Las Vegas Sun

March 28, 2024

Development wins EPA award

The Environmental Protection Agency has honored a controversial Southern Nevada development - faulted by critics as sprawl-inducing - with an environmental achievement award.

Coyote Springs, a project straddling the Lincoln-Clark county line that ultimately could have 160,000 homes, received the award Monday from the EPA's Region 9 office in San Francisco. The EPA also recognized Harvey Whittemore, the powerhouse lobbyist and attorney who is the major figure behind the project, with the award.

Some environmentalists have criticized the project, planned for the desert 60 miles north of Las Vegas, for encouraging urban sprawl and consuming scarce water resources.

"You're kidding me," said Bob Fulkerson, director of the Progressive Leadership Alliance of Nevada, whose group opposes the wells and pipelines proposed for the project.

"I don't know why anyone would get an award for plopping 80,000 homes down in the middle of the desert," Fulkerson said. "Maybe they'll give an award to Yucca Mountain (the proposed nuclear waste dump northwest of Las Vegas) next.

"This project ... has nothing to do with environmental stewardship and everything to do with making money."

Numerous phone calls to Whittemore and the project's representatives in Las Vegas and Sparks were not returned. In statements to the Nevada state engineer, representatives have described a project that could include up to 160,000 homes and more than a dozen golf courses in Clark and Lincoln counties. Whittemore has said he already has enough water for 80,000 homes.

Whittemore, a former state lobbyist, says he has purchased 40,000 acre-feet of water from ranchers and others in Lincoln County. He plans to ship water to the development through a pipeline planned by the Southern Nevada Water Authority.

In a written release, the EPA described the project as "committed to preserving aquatic resources."

"At every step of the way, Coyote Springs Investment has listened to concerns from the EPA and other federal agencies over the potential environmental impacts of their proposed development ... Coyote Springs International (sic) stands as a model for environmentally sensitive development in the arid West."

John Kemmerer, associate director of the EPA's water division in Region 9, said project representatives have worked closely with his agency to address concerns about its effect on water sources, especially on the Pahranagat Wash. The developers established a conservation corridor on the sensitive area, he said.

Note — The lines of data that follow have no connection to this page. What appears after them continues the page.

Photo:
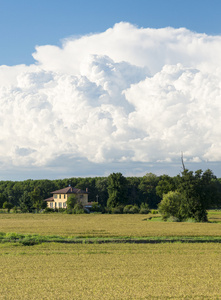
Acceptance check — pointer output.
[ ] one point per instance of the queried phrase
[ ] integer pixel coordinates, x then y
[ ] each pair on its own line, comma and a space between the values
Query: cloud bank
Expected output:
127, 95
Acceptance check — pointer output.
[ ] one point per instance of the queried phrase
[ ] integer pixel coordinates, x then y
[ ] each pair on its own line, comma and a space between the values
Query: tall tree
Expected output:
117, 190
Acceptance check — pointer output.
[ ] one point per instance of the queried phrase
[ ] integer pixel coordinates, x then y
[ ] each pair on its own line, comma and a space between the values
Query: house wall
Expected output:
60, 200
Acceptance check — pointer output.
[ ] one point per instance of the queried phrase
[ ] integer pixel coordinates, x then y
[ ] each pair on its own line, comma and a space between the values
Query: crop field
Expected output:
96, 225
113, 271
109, 271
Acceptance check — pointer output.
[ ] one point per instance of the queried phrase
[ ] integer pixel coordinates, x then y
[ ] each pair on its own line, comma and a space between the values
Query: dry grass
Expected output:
102, 225
55, 271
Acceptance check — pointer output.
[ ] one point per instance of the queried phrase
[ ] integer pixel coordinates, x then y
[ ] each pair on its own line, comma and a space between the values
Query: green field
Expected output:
109, 271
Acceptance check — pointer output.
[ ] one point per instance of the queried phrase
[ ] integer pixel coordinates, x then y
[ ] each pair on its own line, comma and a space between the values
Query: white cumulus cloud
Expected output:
126, 95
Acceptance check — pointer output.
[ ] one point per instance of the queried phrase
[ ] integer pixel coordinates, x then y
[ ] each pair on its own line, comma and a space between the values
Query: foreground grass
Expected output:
110, 271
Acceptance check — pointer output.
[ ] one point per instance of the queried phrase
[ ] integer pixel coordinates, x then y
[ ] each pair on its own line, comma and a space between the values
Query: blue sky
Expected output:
91, 87
27, 23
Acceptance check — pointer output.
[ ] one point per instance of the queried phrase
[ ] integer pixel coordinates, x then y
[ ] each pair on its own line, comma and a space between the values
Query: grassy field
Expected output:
96, 225
109, 271
114, 271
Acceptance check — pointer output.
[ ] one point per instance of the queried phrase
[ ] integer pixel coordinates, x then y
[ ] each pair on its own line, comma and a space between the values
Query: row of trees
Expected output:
195, 192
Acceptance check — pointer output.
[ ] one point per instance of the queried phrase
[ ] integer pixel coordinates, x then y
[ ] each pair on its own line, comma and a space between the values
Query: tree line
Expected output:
199, 189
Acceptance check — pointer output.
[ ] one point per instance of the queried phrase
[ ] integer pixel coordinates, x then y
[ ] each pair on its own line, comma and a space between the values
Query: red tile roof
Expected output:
69, 190
49, 199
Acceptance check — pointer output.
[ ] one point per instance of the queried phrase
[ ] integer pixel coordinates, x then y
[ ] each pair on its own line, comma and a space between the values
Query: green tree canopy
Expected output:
117, 190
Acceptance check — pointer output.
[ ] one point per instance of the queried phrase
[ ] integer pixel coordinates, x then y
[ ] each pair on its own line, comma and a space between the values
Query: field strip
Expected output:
33, 239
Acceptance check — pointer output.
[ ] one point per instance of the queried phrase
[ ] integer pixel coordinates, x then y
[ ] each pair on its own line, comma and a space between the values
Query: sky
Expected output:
88, 88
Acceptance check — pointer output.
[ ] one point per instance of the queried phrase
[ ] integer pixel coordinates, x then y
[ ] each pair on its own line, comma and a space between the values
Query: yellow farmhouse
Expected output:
60, 197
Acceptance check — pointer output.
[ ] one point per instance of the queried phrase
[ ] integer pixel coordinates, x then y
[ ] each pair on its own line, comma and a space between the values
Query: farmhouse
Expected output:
59, 198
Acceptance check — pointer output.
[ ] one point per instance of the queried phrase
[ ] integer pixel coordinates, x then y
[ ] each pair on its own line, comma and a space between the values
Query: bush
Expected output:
95, 207
78, 209
48, 210
173, 205
127, 208
144, 208
134, 209
15, 210
117, 210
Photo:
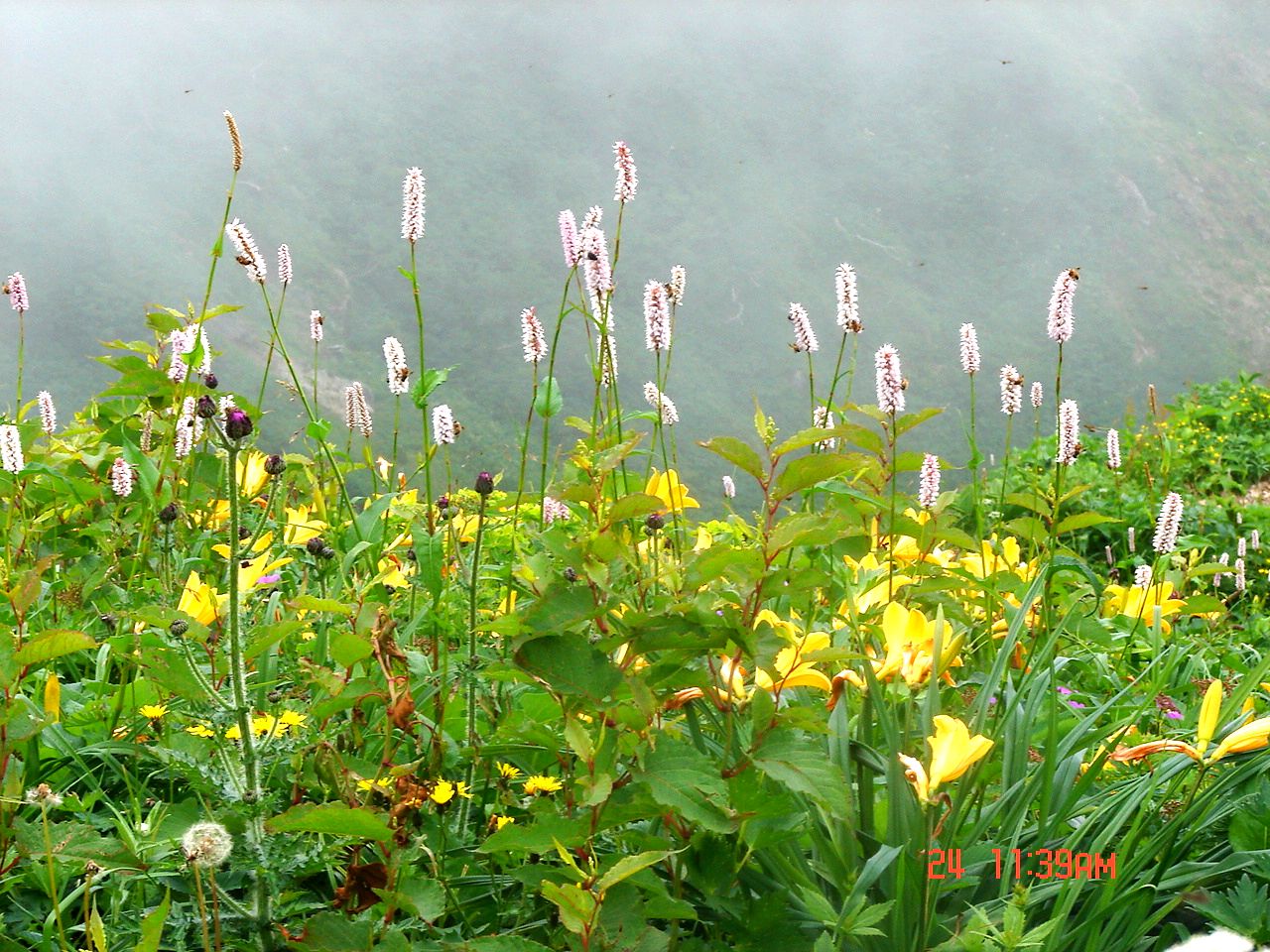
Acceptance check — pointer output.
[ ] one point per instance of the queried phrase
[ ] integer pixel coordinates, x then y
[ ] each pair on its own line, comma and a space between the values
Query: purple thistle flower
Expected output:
16, 286
890, 380
1061, 318
804, 338
1069, 431
625, 167
413, 204
929, 481
1169, 525
657, 316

"They were extremely responsive and collaborative after they understood our concerns about the project," Kemmerer said. "CSI went a lot further, frankly, than a lot of other developments have done in avoiding impacts on water."

Kemmerer said he understands concerns about sprawl affecting the desert, but that is not an issue the EPA can directly address.

"It's not like we're in a position really to say that there cannot be construction in a certain area," he said.

Lisa Belenky, staff attorney for the Center for Biological Diversity, a national environmental group, chided the EPA for failing to look at the big picture on the Coyote Springs project. The development will negatively affect wildlife habitat, fragile desert springs and increase traffic and air pollution by moving urban areas deep into the desert, she said.

"I'm glad to hear he (Whittemore) is doing good environmental design, but unfortunately the Coyote Springs project is in a very bad place," she said.

EPA representatives Lisa Fasano and Leo Kay said top officials from seven divisions in the San Francisco offices selected this year's winners from among 139 nominees in California, Nevada and Arizona.

Also to be honored at a ceremony in San Francisco today will be country singer Willie Nelson, for his promotion of clean-burning biofuel. A dust-control program in Arizona also will receive an award.